Culinary staffers Sohla El-Waylly and Stella Parks tackle a farmers market cooking challenge, à la Iron Chef.

By
The Serious Eats Team
At Serious Eats, we’re a team of self-proclaimed food nerds who are ever-curious about the “why” behind cooking. The staff has worked in restaurants, test kitchens, bakeries, and other notable publications, bringing extensive culinary and editorial expertise to the table.
Learn about Serious Eats' Editorial Process
Updated September 06, 2018

Today, we bring you our very first intra-office cooking challenge. The contestants: assistant culinary editor Sohla El-Waylly and pastry wizard Stella Parks. The premise: Each makes delicious food from a mystery box of ingredients chosen by the other. The stakes: The loser gets to eat a glorious meal (and, let's be real, the winner probably does, too).

sohla-stella
Sohla and Stella swapping groceries

To keep things interesting, we decided to lay down a few ground rules:

  1. They had to buy their ingredients for each other at the farmers market—and make use of them all. An Iron Chef–/most-cooking-shows-on-television-inspired challenge to see where the creative process would take them.
  2. They could spend no more than $80 each, lest Serious Eats go bankrupt.
  3. No supplemental shopping at the supermarket: They vowed to make do with whatever they were given, though they were permitted to make use of pantry staples from our (admittedly well-stocked) kitchen.
  4. Everything had to be done in a day. They'd shop, cook, and eat, all within an eight-hour window; more than any normal person would budget for a weeknight meal, but a fair day's work for two full-time recipe developers. That meant no overnight doughs or marinades, no dry-aged meat or ripened custard bases; just simple recipes that could be taken from start to finish all in one go.
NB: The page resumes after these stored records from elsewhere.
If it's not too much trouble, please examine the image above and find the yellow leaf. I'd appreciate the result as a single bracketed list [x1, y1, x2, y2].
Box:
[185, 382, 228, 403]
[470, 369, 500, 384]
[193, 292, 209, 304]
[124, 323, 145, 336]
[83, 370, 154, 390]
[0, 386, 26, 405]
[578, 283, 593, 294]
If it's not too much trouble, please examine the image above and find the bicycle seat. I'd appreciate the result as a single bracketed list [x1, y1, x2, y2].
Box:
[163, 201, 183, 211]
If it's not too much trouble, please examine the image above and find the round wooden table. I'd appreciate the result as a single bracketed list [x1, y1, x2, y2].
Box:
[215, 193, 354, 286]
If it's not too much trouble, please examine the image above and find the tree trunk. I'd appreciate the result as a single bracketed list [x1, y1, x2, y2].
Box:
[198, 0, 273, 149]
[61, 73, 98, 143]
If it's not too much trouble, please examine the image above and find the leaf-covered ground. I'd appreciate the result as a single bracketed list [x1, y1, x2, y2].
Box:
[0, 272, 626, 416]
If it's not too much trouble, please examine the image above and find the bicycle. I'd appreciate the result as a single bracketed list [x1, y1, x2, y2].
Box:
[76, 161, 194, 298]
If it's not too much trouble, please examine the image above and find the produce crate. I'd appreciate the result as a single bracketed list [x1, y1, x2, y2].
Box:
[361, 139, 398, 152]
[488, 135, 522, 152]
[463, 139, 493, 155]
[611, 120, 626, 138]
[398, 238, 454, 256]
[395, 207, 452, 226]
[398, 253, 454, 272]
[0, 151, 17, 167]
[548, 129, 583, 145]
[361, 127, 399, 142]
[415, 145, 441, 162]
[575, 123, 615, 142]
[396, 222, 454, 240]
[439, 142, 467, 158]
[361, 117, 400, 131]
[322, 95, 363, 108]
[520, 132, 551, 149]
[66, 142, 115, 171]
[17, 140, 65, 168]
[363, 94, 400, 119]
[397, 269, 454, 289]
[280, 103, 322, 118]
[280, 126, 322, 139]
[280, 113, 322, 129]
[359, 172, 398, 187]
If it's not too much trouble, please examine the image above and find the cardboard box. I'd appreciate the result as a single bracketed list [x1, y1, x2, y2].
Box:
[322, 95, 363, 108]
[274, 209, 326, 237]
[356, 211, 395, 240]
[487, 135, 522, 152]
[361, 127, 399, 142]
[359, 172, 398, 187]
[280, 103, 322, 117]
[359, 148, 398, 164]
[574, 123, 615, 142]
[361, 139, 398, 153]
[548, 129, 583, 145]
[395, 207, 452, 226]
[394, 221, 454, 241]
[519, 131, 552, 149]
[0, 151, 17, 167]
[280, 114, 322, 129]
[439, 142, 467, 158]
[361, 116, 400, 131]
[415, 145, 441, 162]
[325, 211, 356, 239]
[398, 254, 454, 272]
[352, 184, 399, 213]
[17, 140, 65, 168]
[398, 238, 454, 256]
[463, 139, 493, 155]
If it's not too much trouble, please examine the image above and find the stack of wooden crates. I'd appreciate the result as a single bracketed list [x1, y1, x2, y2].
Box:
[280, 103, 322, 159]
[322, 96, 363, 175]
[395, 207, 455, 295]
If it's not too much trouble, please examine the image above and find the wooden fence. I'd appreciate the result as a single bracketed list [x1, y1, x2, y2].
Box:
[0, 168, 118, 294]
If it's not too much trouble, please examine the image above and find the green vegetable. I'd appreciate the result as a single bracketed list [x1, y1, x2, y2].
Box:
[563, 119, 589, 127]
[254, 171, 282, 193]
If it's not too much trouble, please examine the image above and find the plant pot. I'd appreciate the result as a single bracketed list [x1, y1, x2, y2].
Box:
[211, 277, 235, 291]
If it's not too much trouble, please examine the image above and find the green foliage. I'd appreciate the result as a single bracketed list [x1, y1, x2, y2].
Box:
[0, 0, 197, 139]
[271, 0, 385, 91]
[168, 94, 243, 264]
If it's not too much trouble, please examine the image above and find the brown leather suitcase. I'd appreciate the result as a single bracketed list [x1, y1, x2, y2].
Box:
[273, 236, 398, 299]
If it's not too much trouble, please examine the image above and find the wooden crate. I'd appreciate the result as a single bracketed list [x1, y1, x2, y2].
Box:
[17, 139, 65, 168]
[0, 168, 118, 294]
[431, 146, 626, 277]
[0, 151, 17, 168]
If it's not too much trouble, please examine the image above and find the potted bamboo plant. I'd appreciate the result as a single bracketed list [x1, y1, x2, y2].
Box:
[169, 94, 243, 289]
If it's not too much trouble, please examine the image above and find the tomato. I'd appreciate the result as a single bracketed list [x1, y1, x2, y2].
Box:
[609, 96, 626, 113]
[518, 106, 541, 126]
Here’s what they came up with:

Sohla’s Menu

buttered-bourbon old fashioned cocktail

Aperitif: I started us off with rounds of brown-buttered Old Fashioneds—the only acceptable way to end a long day in the kitchen. Fat-washing the bourbon with browned butter infuses it with nutty notes, while giving the butter a spicy kick from the alcohol.

Appetizer: I put together polenta pierogies filled with braised guinea fowl, caramelized onion, and a bloomy soft cheese. Then I sautéed them in the bourbon-infused brown butter and finished them off with crisp raw purslane.
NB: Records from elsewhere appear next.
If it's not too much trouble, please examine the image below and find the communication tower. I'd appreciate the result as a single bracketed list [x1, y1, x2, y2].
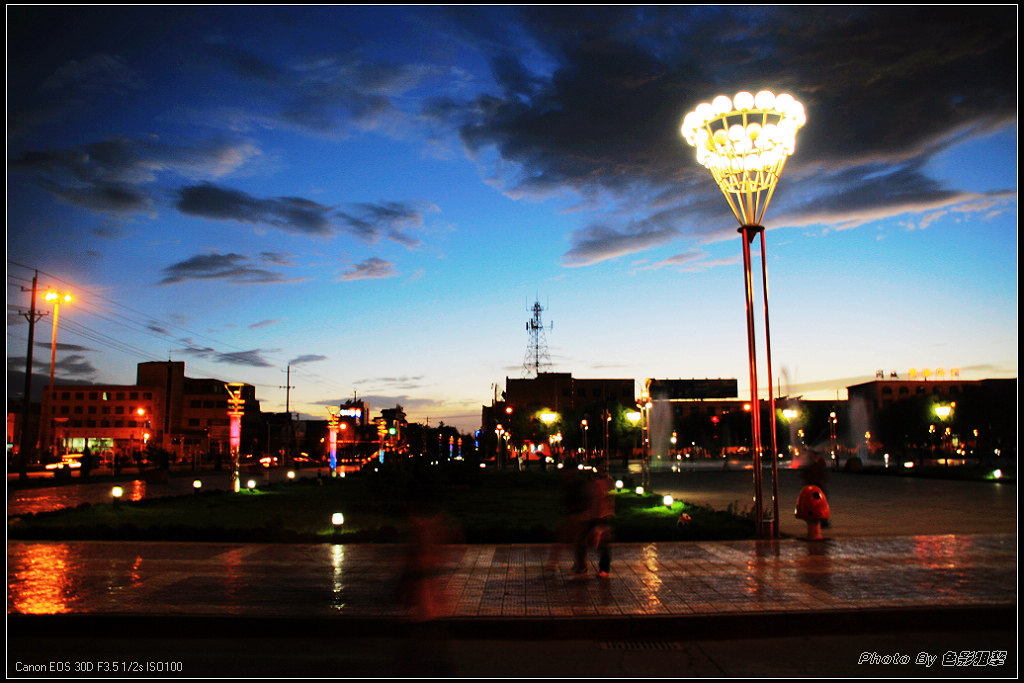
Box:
[522, 301, 554, 378]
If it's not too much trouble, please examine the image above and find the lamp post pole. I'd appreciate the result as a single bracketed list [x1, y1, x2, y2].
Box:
[43, 291, 71, 458]
[680, 90, 807, 538]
Main course: I roasted the guinea fowl crown after giving it a quick dry brine of salt and baking powder for a better-browned crust. In the last moments of cooking, I pulled out the bourbon brown butter again to baste the guinea fowl.
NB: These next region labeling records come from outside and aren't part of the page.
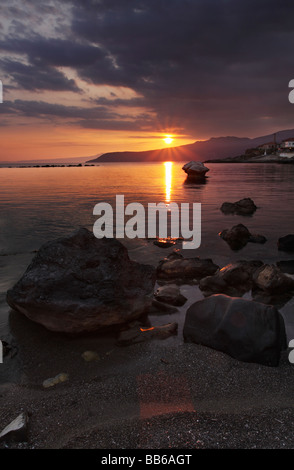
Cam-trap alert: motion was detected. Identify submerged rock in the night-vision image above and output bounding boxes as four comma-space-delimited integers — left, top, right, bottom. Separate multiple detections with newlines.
117, 322, 178, 346
153, 238, 177, 248
0, 412, 29, 442
221, 197, 257, 215
219, 224, 267, 250
278, 234, 294, 252
7, 228, 155, 334
154, 284, 187, 306
182, 161, 209, 180
252, 264, 294, 305
157, 253, 219, 280
277, 259, 294, 274
43, 372, 69, 388
199, 261, 263, 297
82, 351, 100, 362
183, 294, 287, 366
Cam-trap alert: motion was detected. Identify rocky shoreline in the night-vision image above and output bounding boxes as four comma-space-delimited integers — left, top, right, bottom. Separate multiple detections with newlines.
0, 202, 294, 449
204, 154, 294, 165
Side dishes: On the side, I served seared and braised radishes finished with lemon from the pantry, and a country-loaf dressing tossed in concentrated guinea fowl stock that I'd whipped up in the pressure cooker.

Stella’s Menu

raspberry ripple gelato being scooped out

Dessert: I put the fresh goat’s milk to work in a riff on fior di latte gelato, which I swirled with a raspberry ripple.

More dessert: Next, I used my whole wheat gingerbread sheet cake as a blueprint for a cake made with goat’s milk, buckwheat honey, and Red Fife flour, along with butter that had been steeped with ashwagandha root as it browned.

And even more dessert: I crushed up slightly bruised strawberries from the market haul, then simmered them with anise hyssop, creating a base for a creamless white chocolate ganache. I sprinkled the plate with hollyhocks and blueberries for a bit of pink 'n blue mid-'90s plating cheesiness.

In the end, they were both exhausted but well fed, and armed with some new recipes to share. (Don't worry—they've made them a few times since, to iron out the kinks.)